MAYWOOD, IL - Men with diabetes are 2.4 times more likely than non-diabetics to suffer heart failure and women are five times more likely.
A new Loyola University Chicago Stritch School of Medicine study reveals how, on a cellular level, diabetes can cause heart failure. The findings could lead to medications to treat and perhaps prevent heart failure in diabetes patients, researchers said.
The study from the lab of Jonathan A. Kirk, PhD, is published in the American Society for Clinical Investigation journal JCI Insight. Dr. Kirk is an assistant professor in the Department of Cell and Molecular Physiology of Loyola University Chicago Stritch School of Medicine.
In a healthy heart, microscopic lattice-like structures called myofilaments cause heart muscle cells to contract. The cells work in concert to make the heart contract and relax with each beat. In patients suffering from heart failure, heart muscle cells become weaker, and consequently, the heart does not pump enough blood to meet the body's needs. The patient experiences symptoms such as shortness of breath, fatigue and swelling in the legs. Heart failure ultimately can be fatal.
In the Loyola study, researchers focused on a molecule called methylglyoxal. When the body transforms food into chemical energy, waste products are generated, including methylglyoxal. Normally, the body does an efficient job clearing out methylglyoxal. But the cleansing process does not work as well in diabetics, allowing methylglyoxal to accumulate. Methylglyoxal attaches to key building blocks of proteins, which can affect how the proteins function.
Researchers examined heart tissue from three groups: people without heart failure, people with heart failure who also had diabetes and people with heart failure who did not have diabetes. The study found that methylglyoxal modifies the cardiac myofilament more in diabetic heart failure patients than it does in people who either don't have heart failure or have heart failure without diabetes. Researchers further found that the modifications caused by methylglyoxal weakened heart muscle cells by interfering with how the molecular motor works.
"This little molecule, methylglyoxal, builds up in heart cells during diabetes and gums up the myofilaments so they cannot contract as well," said lead author Maria Papadaki, PhD, a post-doctoral fellow at Loyola University Chicago Stritch School of Medicine.
The findings suggest a new approach to treating patients with diabetes who are at risk of developing heart failure. This approach involves developing drugs that would counter the effects of methylglyoxal by fine-tuning the myofilament motors.
Dr. Kirk speculates that the effects of methylglyoxal, as identified in the study, may be a key early step in how diabetes induces heart failure. This discovery could provide an effective therapeutic target for preventing heart failure in the growing population of diabetics.

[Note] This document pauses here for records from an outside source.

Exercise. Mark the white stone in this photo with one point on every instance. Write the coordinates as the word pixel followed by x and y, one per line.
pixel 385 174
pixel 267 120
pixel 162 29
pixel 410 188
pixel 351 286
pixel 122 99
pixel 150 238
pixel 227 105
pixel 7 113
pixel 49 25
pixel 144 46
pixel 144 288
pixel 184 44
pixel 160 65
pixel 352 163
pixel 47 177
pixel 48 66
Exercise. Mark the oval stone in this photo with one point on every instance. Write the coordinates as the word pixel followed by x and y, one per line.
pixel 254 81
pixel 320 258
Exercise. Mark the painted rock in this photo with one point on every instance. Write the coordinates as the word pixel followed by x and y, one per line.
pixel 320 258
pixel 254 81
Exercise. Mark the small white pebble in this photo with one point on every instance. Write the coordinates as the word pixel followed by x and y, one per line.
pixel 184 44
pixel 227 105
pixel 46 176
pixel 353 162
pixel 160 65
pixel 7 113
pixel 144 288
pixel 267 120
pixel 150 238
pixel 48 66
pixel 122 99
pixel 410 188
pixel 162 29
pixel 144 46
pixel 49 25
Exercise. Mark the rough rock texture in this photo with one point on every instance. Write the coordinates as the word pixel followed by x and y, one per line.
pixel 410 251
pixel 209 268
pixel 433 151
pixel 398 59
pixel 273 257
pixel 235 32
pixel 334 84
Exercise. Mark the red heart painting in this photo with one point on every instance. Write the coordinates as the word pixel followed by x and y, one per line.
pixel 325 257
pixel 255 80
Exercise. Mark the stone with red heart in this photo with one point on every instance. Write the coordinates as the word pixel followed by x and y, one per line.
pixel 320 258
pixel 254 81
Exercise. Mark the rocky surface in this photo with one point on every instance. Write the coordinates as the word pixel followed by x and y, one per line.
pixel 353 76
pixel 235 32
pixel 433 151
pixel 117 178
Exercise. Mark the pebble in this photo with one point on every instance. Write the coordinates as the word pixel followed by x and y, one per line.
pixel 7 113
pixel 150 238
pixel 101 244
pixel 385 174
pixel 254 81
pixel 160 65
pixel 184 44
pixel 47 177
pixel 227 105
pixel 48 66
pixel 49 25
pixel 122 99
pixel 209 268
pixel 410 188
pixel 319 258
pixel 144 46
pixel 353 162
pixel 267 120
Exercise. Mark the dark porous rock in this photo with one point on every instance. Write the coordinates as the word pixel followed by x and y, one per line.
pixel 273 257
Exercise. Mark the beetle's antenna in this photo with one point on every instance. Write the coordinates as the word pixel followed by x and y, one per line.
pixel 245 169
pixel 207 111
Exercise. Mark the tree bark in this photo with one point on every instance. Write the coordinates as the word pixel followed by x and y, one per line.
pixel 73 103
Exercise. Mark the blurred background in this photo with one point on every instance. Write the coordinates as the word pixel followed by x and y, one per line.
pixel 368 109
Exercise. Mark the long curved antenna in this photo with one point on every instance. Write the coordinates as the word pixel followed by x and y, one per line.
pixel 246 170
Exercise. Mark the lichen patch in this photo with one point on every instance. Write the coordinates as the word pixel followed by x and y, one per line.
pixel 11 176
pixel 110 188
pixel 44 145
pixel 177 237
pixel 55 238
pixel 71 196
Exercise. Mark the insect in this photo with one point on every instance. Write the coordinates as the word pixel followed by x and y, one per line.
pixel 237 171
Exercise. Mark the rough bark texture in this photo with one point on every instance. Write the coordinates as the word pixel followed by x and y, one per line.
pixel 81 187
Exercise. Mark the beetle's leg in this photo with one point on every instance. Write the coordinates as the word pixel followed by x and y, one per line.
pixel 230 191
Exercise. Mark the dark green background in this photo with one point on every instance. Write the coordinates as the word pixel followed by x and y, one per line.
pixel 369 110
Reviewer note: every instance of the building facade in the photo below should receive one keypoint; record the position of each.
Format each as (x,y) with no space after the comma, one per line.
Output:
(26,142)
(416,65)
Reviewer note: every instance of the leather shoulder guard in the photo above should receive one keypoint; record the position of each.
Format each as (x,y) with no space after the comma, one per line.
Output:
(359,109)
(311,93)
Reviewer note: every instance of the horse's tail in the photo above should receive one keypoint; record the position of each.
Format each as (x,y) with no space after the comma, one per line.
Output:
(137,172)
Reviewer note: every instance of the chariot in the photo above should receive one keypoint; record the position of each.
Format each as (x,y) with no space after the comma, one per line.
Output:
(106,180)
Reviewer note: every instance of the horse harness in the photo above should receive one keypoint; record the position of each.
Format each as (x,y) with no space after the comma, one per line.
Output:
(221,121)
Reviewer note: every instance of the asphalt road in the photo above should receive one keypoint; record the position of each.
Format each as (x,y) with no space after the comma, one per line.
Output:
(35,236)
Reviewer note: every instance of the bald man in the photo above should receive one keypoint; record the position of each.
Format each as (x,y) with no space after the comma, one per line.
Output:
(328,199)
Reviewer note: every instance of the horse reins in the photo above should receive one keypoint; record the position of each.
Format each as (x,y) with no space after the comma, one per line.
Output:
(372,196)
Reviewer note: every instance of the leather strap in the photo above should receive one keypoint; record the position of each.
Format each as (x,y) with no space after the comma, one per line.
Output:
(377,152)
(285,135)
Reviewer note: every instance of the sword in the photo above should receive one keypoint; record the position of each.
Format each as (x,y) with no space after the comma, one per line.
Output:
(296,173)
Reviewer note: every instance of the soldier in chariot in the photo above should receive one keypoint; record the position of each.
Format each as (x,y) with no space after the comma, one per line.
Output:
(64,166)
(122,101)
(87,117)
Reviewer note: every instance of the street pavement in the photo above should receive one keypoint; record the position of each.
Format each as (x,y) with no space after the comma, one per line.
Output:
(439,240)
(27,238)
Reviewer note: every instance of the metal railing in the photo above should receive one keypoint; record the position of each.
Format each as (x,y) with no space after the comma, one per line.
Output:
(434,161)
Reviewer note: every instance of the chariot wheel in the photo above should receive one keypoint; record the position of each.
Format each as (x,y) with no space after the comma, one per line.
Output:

The study is titled, "Diabetes with heart failure increases methylglyoxal modifications in the sarcomere, which inhibit function." (Sarcomere is the technical term for the molecular motor unit in heart muscle.) The study was funded by grants from the National Institutes of Health and American Heart Association.
In addition to Drs. Kirk and Papadaki, other co-authors are Thomas G. Martin and Marisa J. Stachowski of Loyola University Chicago's Department of Cell and Molecular Physiology; Ronald J. Holewinski, PhD, and Jennifer E. Van Eyk, PhD, of Cedars-Sinai Medical Center; Samantha Beck Previs, Amy Li, PhD, and David M. Warshaw, PhD, of the University of Vermont; Cheavar A. Blair, PhD, and Ken Campbell, PhD, of the University of Kentucky; and Christine S. Moravec, PhD, of the Cleveland Clinic.